The sciences tend, in general, to become more and more quantitative. All phenomena "exist in space and involve molecular movements, measurable in velocity and extent." The ideal of all sciences is thus to reduce all phenomena to measurements of mass and motion. This ideal is obviously far from being attained. Especially in the social sciences are quantitative measurements difficult, and in these sciences we must remain therefore at best in the region of shrewd guesses or fairly reliable probability.
Statistics and probability. While in the social sciences, exact quantitative measurements are difficult, they are to an extent possible, and to the extent that they are possible we can arrive at fairly accurate generalizations as to the probable occurrence of phenomena. There are many phenomena where the elements are so complex that they cannot be analyzed and invariable causal relations established.
In a study of the phenomena of the weather, for example, the phenomena are so exceedingly complex that anything approaching a complete statement of their elements is quite out of the question. The fallibility of most popular generalizations in these fields is evidence of the difficulty of dealing with such facts. Must we be content then simply to guess at such phenomena? ... In instances of this sort, another method ... becomes important: The Method of Statistics. In statistics we have an exact enumeration of cases. If a small number of cases does not enable us to detect the causal relations of a phenomenon, it sometimes happens that a large number, accurately counted, and taken from a field widely extended in time and space, will lead to a solution of the problem.[1]
[Footnote 1: Jones; Logic, Inductive and Deductive, p. 190.]
If we find, in a wide variety of instances, two phenomena occurring in a certain constant correlation, we infer a causal relation. If the variations in the frequency of one correspond to variations in the frequency of the other, there is probability of more than connection by coincidence.
The correlation between phenomena may be measured mathematically; it is possible to express in figures the exact relations between the occurrence of one phenomenon and the occurrence of another. The number which expresses this relation is called the coefficient of correlation. This coefficient expresses relationship in terms of the mean values of the two series of phenomena by measuring the amount each individual phenomenon varies from its respective mean. Suppose, for example, that in correlating crime and unemployment, the coefficient of correlation were found to be .47. If in every case of unemployment crime were found and in every case of crime, unemployment, the coefficient of correlation would be +1. If crime were never found in unemployment, and unemployment never in crime, the coefficient of correlation would be -1, indicating a perfect inverse relationship. A coefficient of 0 would indicate that there is no relationship. The coefficient of .47 would accordingly indicate a significant but not a "high" correlation between crime and unemployment.

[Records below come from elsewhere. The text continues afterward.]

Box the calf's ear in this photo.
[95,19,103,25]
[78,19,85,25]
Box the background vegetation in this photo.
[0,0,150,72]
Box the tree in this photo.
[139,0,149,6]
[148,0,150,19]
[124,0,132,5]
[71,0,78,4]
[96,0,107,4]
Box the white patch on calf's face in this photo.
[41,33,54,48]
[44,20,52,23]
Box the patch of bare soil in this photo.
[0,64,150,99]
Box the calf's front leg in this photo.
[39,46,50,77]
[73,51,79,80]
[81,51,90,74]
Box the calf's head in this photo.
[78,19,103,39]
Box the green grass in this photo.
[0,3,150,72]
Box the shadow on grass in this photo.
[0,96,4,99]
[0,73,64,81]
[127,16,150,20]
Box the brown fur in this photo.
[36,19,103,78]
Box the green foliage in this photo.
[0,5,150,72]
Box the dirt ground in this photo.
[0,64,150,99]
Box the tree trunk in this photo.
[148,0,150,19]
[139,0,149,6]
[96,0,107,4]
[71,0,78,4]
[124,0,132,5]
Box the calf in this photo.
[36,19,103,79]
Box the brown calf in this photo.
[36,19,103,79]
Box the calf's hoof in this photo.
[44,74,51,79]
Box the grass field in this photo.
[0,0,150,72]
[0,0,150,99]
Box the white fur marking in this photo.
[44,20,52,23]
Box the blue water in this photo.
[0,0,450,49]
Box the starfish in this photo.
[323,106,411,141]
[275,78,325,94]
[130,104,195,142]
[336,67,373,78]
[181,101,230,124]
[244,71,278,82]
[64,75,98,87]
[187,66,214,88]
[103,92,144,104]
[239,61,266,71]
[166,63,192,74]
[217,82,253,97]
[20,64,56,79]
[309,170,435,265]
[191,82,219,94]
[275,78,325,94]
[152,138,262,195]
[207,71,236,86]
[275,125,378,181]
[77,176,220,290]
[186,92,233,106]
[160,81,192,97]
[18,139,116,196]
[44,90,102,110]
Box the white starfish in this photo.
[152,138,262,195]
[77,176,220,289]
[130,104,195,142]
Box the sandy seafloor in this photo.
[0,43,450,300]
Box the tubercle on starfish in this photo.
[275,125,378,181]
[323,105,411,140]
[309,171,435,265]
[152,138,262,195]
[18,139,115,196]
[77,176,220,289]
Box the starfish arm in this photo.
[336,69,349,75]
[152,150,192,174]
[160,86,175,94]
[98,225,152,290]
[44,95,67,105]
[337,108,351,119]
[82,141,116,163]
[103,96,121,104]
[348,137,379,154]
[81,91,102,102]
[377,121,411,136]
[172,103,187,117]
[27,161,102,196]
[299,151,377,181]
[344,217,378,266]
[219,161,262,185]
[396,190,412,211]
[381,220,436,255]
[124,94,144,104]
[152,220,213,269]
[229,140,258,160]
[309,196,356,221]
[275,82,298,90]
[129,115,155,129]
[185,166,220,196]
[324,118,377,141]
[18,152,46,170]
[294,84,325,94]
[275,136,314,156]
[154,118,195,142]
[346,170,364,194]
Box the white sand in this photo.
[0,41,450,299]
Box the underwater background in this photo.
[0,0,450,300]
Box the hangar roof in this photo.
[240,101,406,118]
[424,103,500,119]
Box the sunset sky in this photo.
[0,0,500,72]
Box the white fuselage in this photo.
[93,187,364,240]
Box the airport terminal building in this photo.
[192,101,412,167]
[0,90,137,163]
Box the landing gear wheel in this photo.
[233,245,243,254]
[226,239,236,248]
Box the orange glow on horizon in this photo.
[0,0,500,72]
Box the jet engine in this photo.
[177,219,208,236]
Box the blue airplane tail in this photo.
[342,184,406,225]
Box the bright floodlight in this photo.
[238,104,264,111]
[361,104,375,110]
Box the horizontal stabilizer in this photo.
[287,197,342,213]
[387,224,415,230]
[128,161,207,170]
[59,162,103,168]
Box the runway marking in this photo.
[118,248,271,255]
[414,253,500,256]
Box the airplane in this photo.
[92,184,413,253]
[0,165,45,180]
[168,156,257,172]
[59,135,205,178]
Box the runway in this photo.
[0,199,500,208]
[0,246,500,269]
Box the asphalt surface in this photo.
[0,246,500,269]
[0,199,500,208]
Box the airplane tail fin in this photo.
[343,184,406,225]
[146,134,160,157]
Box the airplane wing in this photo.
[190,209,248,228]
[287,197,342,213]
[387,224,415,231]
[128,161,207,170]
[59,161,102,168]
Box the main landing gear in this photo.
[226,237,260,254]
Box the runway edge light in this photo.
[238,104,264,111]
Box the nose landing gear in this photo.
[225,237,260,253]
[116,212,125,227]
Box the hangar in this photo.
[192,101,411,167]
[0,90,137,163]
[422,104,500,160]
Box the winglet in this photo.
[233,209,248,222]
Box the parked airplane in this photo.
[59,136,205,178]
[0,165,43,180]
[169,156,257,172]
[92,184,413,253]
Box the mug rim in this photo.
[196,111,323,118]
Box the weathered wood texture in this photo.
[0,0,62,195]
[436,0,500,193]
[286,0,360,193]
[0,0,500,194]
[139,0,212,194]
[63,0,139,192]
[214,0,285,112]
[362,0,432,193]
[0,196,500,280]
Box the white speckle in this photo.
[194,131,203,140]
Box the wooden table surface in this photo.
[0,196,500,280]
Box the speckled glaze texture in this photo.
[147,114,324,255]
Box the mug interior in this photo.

We cannot consider here all the details of statistical methods, but attention may be called to a few of the more significant features of the process. Statistics is a science, and consists in much more than the mere counting of cases.
With the collection of statistical data, only the first step has been taken. The statistics in that condition are only raw material showing nothing. They are not an instrument of investigation any more than a kiln of bricks is a monument of architecture. They need to be arranged, classified, tabulated, and brought into connection with other statistics by the statistician. Then only do they become an instrument of investigation, just as a tool is nothing more than a mass of wood or metal, except in the hands of a skilled workman.[1]
[Footnote 1: Mayo-Smith: Statistics and Sociology, p. 18.]
The essential steps in a statistical investigation are: (1) the collection of material, (2) its tabulation, (3) the summary, and (4) a critical examination of the results. The terms are almost self-explanatory. There are, however, several general points of method to be noted.